I flew in to Glasgow, but you could definitely do it from Edinburgh as well, whatever you prefer.
From Glasgow I didn't waste any time since I was returning there on the last day, and I took the Airport Express bus, which stops at a few places around the city, including the train stations Central and Queen Street. In Queen Street I hopped on the train to Stirling.
(If you get there in the afternoon you have a chance of an offpeak ticket, cheaper!) I didn't prebook this ticket as you don't have a real set time... my plane for instance had an hour of delay. (Bummer!) Glasgow-Stirling takes about half an hour, I believe Edinburgh Stirling is about the same.
While you could very well stay in Stirling for the day, I dropped off my bag and then went on to Linlithgow to see the castle ruins. You can buy a return ticket and with a little luck off peak as well. Was about 8 pounds.
My next day I spent in Stirling, walking around and using the hop on hop off bus (4 pounds) to go to places like the William Wallace monument which is a bit of a walk out of the town centre. It is doable, I walked up and used the bus to go back.

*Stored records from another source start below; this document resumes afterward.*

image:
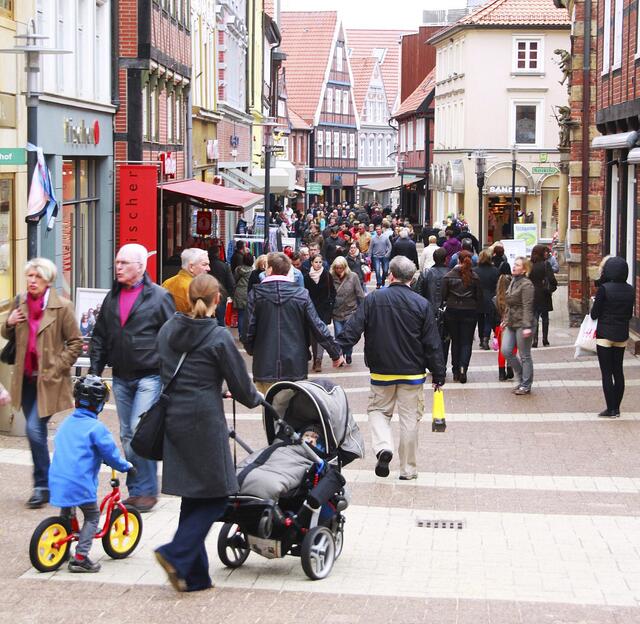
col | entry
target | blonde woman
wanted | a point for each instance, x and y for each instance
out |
(349, 295)
(48, 342)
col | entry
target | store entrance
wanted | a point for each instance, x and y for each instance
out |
(499, 214)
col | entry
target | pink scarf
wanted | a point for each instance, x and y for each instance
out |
(35, 307)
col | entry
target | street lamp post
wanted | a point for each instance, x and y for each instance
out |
(33, 49)
(481, 169)
(514, 162)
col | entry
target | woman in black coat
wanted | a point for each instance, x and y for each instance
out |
(612, 308)
(197, 460)
(488, 275)
(319, 283)
(544, 284)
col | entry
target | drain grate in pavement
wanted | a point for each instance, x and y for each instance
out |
(431, 523)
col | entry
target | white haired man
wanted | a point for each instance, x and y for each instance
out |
(125, 335)
(194, 262)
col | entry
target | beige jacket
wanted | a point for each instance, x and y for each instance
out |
(59, 344)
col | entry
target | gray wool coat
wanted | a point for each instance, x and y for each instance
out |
(197, 459)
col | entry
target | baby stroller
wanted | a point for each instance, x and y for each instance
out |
(292, 494)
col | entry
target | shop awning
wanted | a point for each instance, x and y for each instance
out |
(622, 140)
(392, 183)
(222, 197)
(240, 179)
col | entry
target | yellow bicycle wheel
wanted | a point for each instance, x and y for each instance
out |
(122, 537)
(45, 553)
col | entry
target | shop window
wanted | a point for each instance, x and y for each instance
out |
(7, 208)
(526, 123)
(528, 55)
(6, 8)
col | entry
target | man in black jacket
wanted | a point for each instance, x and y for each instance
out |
(124, 338)
(401, 341)
(279, 317)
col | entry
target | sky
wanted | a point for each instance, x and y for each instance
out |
(394, 14)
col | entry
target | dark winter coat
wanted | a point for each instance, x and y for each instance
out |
(130, 350)
(278, 319)
(400, 331)
(543, 279)
(323, 295)
(457, 296)
(196, 457)
(488, 276)
(405, 247)
(613, 306)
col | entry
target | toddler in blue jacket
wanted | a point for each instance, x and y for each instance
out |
(82, 443)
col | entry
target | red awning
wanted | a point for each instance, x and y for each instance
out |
(222, 196)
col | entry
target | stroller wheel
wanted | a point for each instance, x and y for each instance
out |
(318, 553)
(232, 545)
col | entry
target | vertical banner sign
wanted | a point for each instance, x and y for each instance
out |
(138, 210)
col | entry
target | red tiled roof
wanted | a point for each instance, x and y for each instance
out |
(411, 104)
(362, 70)
(512, 13)
(363, 41)
(306, 40)
(297, 123)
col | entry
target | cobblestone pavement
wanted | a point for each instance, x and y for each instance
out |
(547, 494)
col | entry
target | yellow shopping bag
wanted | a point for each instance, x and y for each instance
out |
(438, 420)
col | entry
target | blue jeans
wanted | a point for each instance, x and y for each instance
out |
(133, 397)
(187, 552)
(36, 434)
(521, 362)
(381, 268)
(338, 326)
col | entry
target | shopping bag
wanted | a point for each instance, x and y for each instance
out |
(438, 420)
(586, 341)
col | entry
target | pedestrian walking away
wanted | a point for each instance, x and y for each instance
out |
(47, 342)
(462, 296)
(401, 342)
(125, 337)
(278, 320)
(612, 308)
(349, 295)
(517, 329)
(545, 284)
(197, 464)
(319, 283)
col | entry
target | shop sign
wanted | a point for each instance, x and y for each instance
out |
(7, 111)
(13, 156)
(80, 134)
(138, 211)
(203, 223)
(506, 190)
(545, 170)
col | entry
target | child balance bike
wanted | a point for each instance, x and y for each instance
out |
(50, 543)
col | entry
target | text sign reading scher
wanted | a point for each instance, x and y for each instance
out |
(138, 218)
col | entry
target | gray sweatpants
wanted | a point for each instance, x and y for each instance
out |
(91, 513)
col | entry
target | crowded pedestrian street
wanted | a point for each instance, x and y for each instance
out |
(525, 510)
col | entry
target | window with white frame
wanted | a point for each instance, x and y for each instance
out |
(527, 127)
(606, 43)
(528, 54)
(617, 34)
(420, 134)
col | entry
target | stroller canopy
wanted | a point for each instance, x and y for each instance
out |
(319, 402)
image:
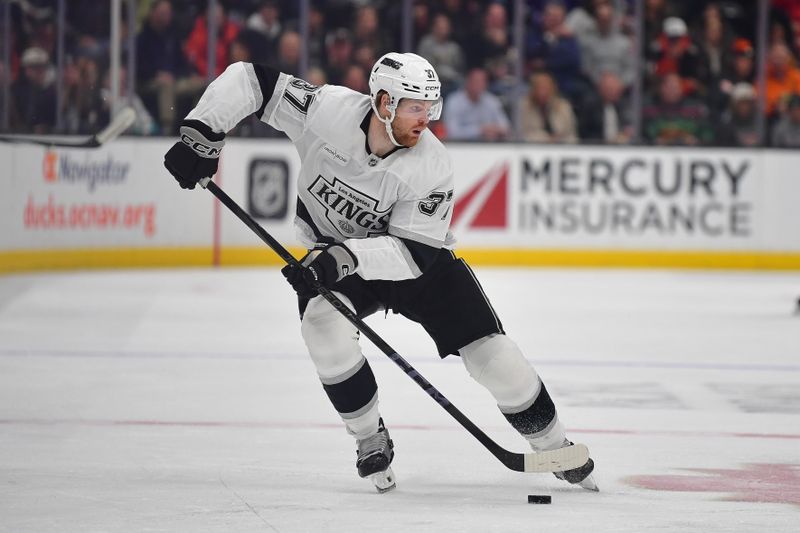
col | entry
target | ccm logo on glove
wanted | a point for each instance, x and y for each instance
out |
(204, 150)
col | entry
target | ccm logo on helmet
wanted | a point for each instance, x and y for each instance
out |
(200, 148)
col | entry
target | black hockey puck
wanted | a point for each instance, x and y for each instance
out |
(539, 498)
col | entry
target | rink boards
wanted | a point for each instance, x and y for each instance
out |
(515, 204)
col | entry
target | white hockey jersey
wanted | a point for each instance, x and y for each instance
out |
(345, 193)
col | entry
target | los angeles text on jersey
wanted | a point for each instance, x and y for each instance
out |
(352, 212)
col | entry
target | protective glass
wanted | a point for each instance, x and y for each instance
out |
(417, 109)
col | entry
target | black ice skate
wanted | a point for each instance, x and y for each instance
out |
(375, 454)
(581, 476)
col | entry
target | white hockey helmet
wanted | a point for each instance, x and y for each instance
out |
(405, 76)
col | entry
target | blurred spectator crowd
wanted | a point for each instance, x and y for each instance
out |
(691, 80)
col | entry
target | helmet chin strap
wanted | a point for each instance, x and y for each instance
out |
(387, 123)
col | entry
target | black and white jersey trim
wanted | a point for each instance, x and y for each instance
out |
(488, 303)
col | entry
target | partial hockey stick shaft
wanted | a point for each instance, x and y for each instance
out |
(121, 122)
(552, 461)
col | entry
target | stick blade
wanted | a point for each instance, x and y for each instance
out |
(121, 122)
(565, 458)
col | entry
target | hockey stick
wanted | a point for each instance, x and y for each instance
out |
(121, 122)
(550, 461)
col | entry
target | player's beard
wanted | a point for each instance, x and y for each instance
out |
(405, 136)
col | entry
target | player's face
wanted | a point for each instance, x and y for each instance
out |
(410, 120)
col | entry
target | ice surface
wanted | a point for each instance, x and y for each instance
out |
(183, 401)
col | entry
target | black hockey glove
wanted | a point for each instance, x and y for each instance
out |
(327, 264)
(196, 155)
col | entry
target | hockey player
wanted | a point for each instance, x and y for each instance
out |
(375, 198)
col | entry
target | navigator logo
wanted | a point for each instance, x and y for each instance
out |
(485, 205)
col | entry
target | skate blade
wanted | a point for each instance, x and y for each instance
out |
(383, 481)
(588, 483)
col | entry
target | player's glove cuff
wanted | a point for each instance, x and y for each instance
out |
(196, 155)
(330, 265)
(201, 139)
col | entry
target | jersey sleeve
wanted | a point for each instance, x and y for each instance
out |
(291, 106)
(282, 101)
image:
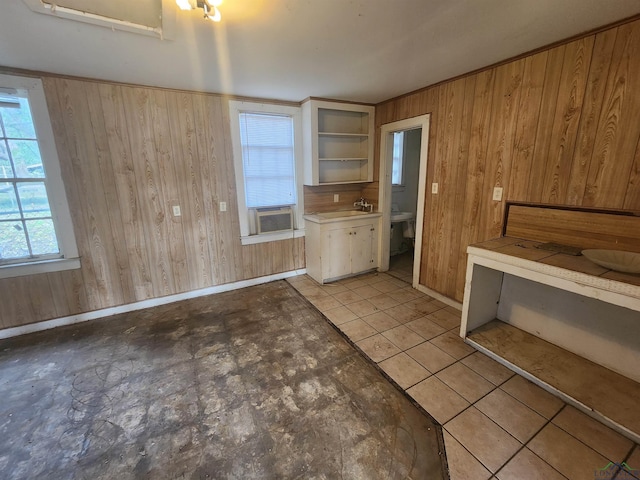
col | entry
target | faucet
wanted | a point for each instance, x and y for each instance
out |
(364, 205)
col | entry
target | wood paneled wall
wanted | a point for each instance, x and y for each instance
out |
(561, 126)
(127, 155)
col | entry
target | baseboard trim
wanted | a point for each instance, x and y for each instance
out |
(439, 296)
(152, 302)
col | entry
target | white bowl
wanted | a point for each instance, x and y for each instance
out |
(618, 260)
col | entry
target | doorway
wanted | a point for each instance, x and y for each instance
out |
(403, 171)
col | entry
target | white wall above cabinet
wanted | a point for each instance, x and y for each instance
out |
(337, 142)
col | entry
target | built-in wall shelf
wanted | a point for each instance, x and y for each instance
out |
(338, 142)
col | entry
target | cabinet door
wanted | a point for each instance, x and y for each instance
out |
(363, 248)
(335, 253)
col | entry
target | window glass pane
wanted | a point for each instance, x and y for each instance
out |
(26, 158)
(8, 202)
(17, 121)
(398, 154)
(42, 236)
(34, 200)
(268, 159)
(6, 170)
(13, 242)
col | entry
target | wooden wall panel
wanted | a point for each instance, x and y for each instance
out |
(128, 154)
(561, 126)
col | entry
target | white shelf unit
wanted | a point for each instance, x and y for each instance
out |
(338, 142)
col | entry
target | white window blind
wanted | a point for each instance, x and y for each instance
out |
(268, 159)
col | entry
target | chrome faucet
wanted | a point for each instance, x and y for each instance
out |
(364, 205)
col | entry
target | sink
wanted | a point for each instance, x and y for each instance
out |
(346, 213)
(618, 260)
(402, 216)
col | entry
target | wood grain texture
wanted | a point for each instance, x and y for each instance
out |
(583, 229)
(128, 154)
(559, 126)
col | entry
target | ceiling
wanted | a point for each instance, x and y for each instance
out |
(359, 50)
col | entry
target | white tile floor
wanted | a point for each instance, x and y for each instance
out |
(496, 424)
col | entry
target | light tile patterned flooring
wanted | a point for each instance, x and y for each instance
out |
(497, 425)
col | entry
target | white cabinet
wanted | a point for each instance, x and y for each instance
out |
(341, 247)
(337, 142)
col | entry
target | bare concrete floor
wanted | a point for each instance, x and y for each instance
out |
(247, 384)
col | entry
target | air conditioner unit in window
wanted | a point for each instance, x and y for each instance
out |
(276, 219)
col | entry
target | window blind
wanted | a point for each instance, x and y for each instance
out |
(268, 159)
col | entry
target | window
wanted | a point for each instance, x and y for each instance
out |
(35, 224)
(398, 157)
(267, 158)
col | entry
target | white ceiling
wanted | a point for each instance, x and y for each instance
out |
(359, 50)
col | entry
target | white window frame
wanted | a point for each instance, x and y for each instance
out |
(69, 258)
(236, 107)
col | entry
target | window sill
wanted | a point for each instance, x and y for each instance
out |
(33, 268)
(271, 237)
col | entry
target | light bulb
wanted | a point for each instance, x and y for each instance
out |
(216, 17)
(184, 4)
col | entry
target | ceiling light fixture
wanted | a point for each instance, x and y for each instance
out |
(210, 7)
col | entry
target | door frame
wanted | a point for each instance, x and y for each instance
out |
(385, 189)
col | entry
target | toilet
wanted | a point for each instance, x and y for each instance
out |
(403, 230)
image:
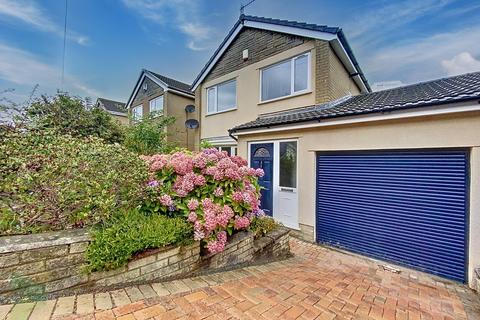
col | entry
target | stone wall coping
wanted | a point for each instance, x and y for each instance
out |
(41, 240)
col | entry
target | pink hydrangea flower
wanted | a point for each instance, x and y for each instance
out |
(241, 222)
(192, 204)
(166, 200)
(218, 192)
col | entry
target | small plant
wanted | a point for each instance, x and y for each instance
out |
(260, 226)
(132, 232)
(217, 193)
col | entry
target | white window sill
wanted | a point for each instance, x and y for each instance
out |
(218, 112)
(301, 93)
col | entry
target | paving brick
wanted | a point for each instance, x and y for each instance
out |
(103, 301)
(64, 306)
(21, 311)
(42, 309)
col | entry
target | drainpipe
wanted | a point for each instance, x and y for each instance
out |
(232, 136)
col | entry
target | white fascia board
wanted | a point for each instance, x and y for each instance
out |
(144, 74)
(348, 63)
(291, 30)
(404, 114)
(219, 54)
(181, 93)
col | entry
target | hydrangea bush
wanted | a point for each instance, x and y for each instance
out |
(217, 193)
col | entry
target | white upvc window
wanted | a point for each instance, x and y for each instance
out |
(222, 97)
(137, 113)
(287, 78)
(231, 150)
(156, 105)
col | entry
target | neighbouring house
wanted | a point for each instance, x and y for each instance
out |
(116, 109)
(393, 175)
(156, 94)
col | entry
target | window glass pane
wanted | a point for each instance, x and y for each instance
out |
(156, 105)
(301, 73)
(288, 164)
(227, 93)
(137, 113)
(276, 81)
(211, 100)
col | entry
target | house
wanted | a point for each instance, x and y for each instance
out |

In the afternoon I took the train to Inverness. This one I did prebook as you can get it cheaper that way, it was about half price if booked earlier. Do check with your accomodation if you can check in late cause it's quite the trip. It's a very lovely, scenic route and I got the 'silent' train with plug ins for phone and strong wifi. Yay!
Inverness is a late arrival, so it was just off to the b&b. My full day I spent with going to Culloden battlefield by bus. (It does not start at the bus station but at the Queen Street post office! 4 pounds). From Culloden you can walk to the Clava Cairns, it's about 2 miles but it's a nice walk and not too hard to do. When back in Inverness, go up to the Castle, visit the Leaky's bookshop or do the Ness walk. I combined all three but was pooped by the end of the day.
Next morning I had prebooked the train to Kyle of Lochalsch with an additional reservation of the Citylink bus to Portree on Skye. This trainride is promoted as one of the most scenic routes and it is definitely not a lie. About 2 hours on the train and an hour by bus and you are in Portree, giving you an afternoon to spend there. I did some hiking, with a bit of luck you can also take the bus to a location, but public transport is not at it's best on Skye. I opted for a guided tour with Skye Bus tours and was absolutely amazed at all of Skye's beauty. It's a full on tour stopping at Fairy pools, Fairy Glen, Neist point (I opted for Dunvegan castle and the seal trip), old man of storr, Curraing etc...
From Portree I took the bus to Fort William which took about three hours. Prebooked once again. Here you could also take the bus and catch the ferry to Malaig instead, I opted for Fort William. Did some hiking and a bit of souvenir hunting.
My last stop was Glasgow. I hopped on the train from Fort William to Glasgow and spent my last day there before having to board the plane again to go home.
Things went very well and apart from a ten minute delay of one train it was all amazingly on time work.
I saw a hell of a lot and am so stoked I want to go back when I can.
I hope this gives some inspiration for trips by public transport!